Tuesday, August 21, 2007

Hitchens on Anglo-French relations

The wonderfully grumpy Peter Hitchens has a bone to pick with all of the French bashers out there.

"French Military Victories

I am so irritated by the stupid supposed joke on Google, where a search for 'French Military Victories' produces the response "Your search did not match any documents" and asks 'Did you mean 'French military defeats'?' Oh, ha ha. How unimprovably witty and trenchant. And, since the origin of the jape is almost certainly American, how very ignorant and stupid.

The single most important French military victory in history was of course at Yorktown (accompanied by the related naval battle of the Chesapeake), where the Comte de Rochambeau on land (aided by the Marquis de La Fayette) and the Comte de Grasse by sea defeated British forces and so secured victory for the American colonists, changing the history of the entire world forever. The United States would not even exist if these victories had not happened. Do Americans really not know this stuff any more?
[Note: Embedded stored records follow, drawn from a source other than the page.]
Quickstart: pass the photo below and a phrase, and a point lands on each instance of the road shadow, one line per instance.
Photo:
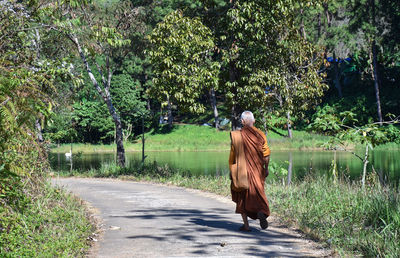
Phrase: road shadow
(216, 228)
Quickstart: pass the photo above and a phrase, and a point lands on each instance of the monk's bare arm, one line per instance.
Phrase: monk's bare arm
(266, 162)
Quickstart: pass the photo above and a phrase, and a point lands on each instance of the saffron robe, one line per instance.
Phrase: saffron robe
(252, 200)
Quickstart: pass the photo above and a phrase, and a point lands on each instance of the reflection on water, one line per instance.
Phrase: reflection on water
(216, 163)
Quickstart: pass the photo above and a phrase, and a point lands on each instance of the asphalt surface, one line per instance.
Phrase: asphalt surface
(151, 220)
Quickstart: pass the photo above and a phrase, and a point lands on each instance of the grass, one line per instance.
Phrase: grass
(352, 220)
(52, 224)
(199, 138)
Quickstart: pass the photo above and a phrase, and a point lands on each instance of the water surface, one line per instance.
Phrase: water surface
(216, 163)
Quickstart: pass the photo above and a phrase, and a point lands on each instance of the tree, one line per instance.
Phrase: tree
(274, 63)
(181, 51)
(370, 135)
(96, 38)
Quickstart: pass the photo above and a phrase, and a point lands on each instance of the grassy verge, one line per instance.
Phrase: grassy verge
(199, 138)
(352, 220)
(50, 224)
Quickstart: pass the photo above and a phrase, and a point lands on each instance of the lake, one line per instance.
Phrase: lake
(216, 163)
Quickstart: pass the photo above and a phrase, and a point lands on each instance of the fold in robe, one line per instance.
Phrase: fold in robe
(253, 200)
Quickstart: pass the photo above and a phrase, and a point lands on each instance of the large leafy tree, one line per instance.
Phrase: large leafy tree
(98, 39)
(181, 54)
(271, 61)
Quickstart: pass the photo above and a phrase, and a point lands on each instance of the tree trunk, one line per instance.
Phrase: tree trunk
(233, 75)
(290, 168)
(302, 29)
(235, 118)
(107, 99)
(318, 28)
(365, 163)
(143, 141)
(39, 130)
(375, 65)
(214, 107)
(289, 125)
(170, 117)
(264, 120)
(376, 81)
(336, 71)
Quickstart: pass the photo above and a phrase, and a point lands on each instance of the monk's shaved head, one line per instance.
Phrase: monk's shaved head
(247, 118)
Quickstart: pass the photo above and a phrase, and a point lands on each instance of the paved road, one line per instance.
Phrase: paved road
(150, 220)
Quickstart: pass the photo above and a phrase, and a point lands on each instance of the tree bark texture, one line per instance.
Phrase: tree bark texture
(107, 99)
(170, 117)
(213, 101)
(39, 130)
(235, 113)
(365, 163)
(289, 125)
(375, 66)
(290, 169)
(337, 83)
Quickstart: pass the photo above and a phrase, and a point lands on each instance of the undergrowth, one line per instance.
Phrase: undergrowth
(50, 224)
(198, 138)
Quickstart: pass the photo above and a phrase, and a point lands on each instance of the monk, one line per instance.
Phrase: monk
(249, 147)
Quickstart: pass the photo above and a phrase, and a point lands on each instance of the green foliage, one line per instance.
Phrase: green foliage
(278, 68)
(31, 224)
(351, 220)
(53, 223)
(181, 51)
(348, 218)
(93, 124)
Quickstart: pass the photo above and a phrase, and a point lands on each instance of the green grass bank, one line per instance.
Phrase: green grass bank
(351, 220)
(51, 223)
(198, 138)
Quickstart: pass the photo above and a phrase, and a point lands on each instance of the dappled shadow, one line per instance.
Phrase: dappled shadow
(208, 230)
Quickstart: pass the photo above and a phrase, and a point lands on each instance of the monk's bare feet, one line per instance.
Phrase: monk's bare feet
(263, 220)
(244, 228)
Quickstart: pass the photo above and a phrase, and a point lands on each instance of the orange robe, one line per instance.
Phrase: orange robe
(256, 148)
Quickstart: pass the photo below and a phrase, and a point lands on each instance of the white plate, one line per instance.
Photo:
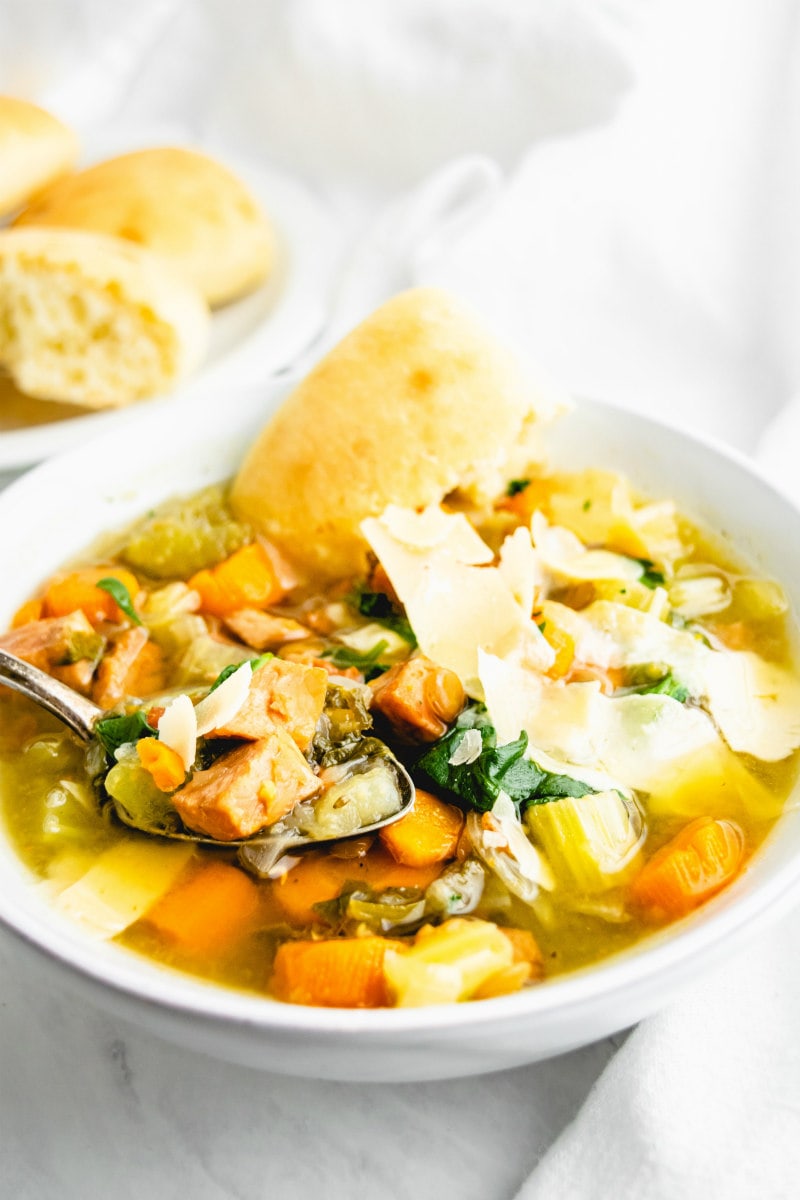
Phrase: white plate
(252, 339)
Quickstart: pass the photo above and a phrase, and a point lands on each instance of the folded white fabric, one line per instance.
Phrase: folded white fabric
(703, 1101)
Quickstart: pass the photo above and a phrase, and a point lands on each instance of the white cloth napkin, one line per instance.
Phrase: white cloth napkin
(649, 259)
My irritation is partly because I rather like France, and about which American neo-conservatives are especially absurd. For some reason 'right-wing' people are supposed to abominate France and foreigners in general. I have never really understood this. Since the moment I first set foot in France in 1965 ( via the old 'Golden Arrow' that then still ran between London and Paris, steam-hauled by an enormous black locomotive with a surprisingly effeminate whistle, from Calais to Amiens) I have looked on it as a place from which Britain can learn a great deal about the arts of life.
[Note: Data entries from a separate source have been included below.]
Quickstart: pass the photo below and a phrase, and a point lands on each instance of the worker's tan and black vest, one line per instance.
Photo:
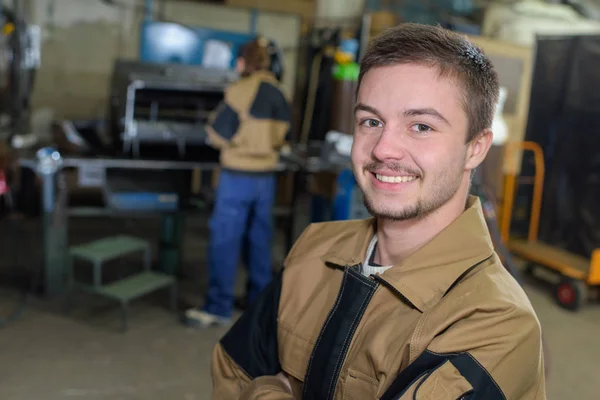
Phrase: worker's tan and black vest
(251, 125)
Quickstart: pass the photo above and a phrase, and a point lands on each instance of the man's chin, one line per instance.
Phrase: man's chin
(392, 211)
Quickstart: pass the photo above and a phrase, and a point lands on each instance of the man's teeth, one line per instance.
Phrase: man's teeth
(395, 179)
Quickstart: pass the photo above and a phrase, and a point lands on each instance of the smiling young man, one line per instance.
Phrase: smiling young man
(414, 302)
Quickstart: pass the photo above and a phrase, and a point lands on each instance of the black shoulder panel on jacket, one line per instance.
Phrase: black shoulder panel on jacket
(484, 386)
(252, 341)
(226, 122)
(270, 103)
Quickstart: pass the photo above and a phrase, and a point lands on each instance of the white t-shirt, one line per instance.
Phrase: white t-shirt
(370, 267)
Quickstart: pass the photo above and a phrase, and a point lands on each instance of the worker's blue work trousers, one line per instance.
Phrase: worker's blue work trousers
(243, 205)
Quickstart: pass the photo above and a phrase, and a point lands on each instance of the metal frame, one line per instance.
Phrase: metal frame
(49, 166)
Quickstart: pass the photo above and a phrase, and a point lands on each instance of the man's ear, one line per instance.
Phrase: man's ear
(478, 148)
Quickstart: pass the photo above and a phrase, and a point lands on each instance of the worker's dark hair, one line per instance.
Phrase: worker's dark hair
(449, 51)
(255, 55)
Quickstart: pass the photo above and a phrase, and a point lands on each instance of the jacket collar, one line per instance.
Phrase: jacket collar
(424, 277)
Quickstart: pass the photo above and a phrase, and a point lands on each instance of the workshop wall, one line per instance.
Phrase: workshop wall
(82, 38)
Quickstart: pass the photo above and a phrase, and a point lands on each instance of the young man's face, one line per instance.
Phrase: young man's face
(410, 155)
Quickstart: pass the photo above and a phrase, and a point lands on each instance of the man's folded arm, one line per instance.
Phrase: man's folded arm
(246, 359)
(476, 360)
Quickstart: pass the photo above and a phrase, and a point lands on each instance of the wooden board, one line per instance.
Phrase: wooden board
(567, 263)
And there are of course plenty of other French military victories, from Valmy, Jena, Marengo, Friedland, and Austerlitz to the clashes that drove the Austrians out of Italy and the great battles on the Marne which stopped the Germans in 1914. And partly because, just at the moment, I am deep into a book 'That Sweet Enemy', which describes the curious relation between two of the world's longest-enduring nations.

The book, wittily and enjoyably written by an English historian and his French wife (Robert and Isabelle Tombs) has the charm of a lot of oblique history. Seen from a slightly different angle, events which you thought you knew about suddenly look different and often more interesting.

It is as if, after growing used to what you thought was a superb view of an ancient and fascinating city from a northerly hilltop, you one day travelled to the opposite side, and saw it for the first time from the south. It is the same place, but lit up and arranged in a way which makes you realise you had missed half the point before."